Hay otro silencio más allá de las palabras, el silencio de la Piedad. No es el silencio de la muerte sino el silencio del misterio de la muerte. No es el silencio de una aceptación activa de la voluntad de Dios del que nace el Fiat ni el silencio de la aceptación asertiva de Getsemaní en el que la obediencia tiene sus raíces. El silencio que ustedes como misioneros tratan de aprender en este curso de español es el silencio más allá de la perplejidad y las preguntas; es un silencio más allá de la posibilidad de una respuesta, o inclusive de la referencia a una palabra anterior. Es el silencio misterioso a través del cual el Señor pudo descender en el silencio del infierno, la aceptación sin frustración de una vida, inútil y desperdiciada en Judas, un silencio de impotencia libremente elegido mediante el cual fue salvado el mundo. Nacido para redimir al mundo, el Hijo de María había muerto a manos de Su pueblo, abandonado por Sus amigos, y traicionado por Judas a quién amó pero no pudo salvar: contemplación silenciosa de la culminante paradoja de la Encarnación que fue inútil al menos para la salvación de un amigo personal. La apertura del alma a este último silencio de la Piedad es la culminación de una lenta maduración de las tres formas anteriores de silencio misionero.
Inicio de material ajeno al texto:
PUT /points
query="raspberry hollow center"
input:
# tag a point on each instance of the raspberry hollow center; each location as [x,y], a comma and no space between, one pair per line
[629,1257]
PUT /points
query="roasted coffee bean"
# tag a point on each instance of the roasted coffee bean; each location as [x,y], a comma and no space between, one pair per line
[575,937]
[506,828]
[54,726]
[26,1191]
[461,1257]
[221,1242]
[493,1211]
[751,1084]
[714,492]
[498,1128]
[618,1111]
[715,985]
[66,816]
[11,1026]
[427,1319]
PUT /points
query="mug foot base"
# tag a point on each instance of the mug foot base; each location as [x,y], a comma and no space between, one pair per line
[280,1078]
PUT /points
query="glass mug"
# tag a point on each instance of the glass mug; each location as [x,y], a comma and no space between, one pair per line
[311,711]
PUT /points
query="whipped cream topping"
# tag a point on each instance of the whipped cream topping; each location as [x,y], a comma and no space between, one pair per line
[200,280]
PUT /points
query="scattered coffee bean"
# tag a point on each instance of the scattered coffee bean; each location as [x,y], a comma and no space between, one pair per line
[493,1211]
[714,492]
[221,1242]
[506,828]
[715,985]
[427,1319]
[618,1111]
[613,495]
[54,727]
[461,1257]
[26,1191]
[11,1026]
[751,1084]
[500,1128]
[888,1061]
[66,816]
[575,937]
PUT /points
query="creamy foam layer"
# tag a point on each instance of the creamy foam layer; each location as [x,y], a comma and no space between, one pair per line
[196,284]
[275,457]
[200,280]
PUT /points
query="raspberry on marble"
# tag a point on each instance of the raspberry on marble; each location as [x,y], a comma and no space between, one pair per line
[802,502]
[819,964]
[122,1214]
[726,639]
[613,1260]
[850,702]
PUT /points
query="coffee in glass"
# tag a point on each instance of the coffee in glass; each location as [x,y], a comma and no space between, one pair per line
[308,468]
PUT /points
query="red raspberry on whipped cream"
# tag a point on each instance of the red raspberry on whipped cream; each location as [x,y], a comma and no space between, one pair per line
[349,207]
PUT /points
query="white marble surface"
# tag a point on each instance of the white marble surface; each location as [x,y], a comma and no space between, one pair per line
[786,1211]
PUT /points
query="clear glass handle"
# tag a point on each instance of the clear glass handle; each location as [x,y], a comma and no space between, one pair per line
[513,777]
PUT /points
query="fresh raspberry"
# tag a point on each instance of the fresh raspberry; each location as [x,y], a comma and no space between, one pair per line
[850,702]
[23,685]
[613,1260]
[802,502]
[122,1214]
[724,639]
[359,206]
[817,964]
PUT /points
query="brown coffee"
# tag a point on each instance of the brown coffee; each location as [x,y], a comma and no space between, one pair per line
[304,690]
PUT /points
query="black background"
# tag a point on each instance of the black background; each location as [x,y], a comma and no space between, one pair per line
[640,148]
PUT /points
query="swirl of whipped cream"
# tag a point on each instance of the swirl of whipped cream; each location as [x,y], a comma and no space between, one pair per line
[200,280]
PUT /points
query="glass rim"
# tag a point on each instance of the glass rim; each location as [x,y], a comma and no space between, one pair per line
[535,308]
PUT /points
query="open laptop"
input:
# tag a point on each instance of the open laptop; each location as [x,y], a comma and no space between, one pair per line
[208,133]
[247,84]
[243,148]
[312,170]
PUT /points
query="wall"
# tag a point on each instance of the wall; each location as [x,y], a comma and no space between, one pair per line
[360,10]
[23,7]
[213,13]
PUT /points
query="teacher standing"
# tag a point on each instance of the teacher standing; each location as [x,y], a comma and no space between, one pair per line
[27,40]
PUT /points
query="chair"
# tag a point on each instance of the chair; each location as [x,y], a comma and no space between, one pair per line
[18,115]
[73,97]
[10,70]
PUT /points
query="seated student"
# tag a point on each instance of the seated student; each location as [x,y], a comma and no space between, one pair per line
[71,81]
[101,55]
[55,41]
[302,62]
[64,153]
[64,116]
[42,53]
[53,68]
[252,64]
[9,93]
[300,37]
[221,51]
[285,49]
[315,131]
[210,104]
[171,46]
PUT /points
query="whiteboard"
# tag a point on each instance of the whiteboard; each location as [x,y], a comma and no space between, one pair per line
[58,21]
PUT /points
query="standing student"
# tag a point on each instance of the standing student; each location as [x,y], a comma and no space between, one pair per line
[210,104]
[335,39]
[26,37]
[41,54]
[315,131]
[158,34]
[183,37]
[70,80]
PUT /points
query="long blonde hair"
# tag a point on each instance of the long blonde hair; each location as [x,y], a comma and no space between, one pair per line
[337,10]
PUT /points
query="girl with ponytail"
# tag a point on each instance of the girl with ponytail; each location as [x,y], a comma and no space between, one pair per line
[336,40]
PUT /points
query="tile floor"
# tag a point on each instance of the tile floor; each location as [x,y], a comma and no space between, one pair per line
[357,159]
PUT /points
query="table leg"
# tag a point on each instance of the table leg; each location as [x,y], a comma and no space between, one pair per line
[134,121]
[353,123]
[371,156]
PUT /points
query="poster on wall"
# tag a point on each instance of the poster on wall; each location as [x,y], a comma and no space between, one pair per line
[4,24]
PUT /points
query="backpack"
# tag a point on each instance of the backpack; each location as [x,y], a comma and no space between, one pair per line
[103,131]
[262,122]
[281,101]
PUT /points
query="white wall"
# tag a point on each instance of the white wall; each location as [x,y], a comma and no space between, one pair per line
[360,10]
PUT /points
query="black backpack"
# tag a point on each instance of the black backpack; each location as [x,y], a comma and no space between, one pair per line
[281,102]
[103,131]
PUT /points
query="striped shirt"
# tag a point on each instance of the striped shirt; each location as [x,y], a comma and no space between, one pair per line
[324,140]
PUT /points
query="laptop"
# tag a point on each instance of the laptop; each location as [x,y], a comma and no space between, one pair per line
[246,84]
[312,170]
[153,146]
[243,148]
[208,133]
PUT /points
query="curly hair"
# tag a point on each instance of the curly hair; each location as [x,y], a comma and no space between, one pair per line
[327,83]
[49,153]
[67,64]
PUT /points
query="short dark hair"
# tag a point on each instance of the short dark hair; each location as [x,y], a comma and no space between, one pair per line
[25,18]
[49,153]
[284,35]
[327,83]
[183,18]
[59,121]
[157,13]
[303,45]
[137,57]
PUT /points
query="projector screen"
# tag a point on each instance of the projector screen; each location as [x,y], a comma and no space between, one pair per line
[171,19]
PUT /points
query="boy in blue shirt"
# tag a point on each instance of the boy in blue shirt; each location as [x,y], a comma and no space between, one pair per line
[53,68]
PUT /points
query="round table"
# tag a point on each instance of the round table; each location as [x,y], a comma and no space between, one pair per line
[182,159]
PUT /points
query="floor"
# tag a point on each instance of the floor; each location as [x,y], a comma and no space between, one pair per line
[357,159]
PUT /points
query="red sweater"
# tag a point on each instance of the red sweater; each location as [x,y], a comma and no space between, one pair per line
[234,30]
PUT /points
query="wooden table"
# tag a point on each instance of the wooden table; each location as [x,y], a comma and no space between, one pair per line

*La transcripción original de 1960 llevaba como título “El silencio misionero”; posteriormente incluido como The Eloquence of Silence en “Celebration of Awareness” (Celebración de la conciencia), colección de ensayos tempranos de Iván Illich publicado primeramente en inglés en 1970 del que tradujimos esta versión originalmente en 1976, actualizada con ajustes a julio 2023 (También publicado recientemente en español por editorial Trotta).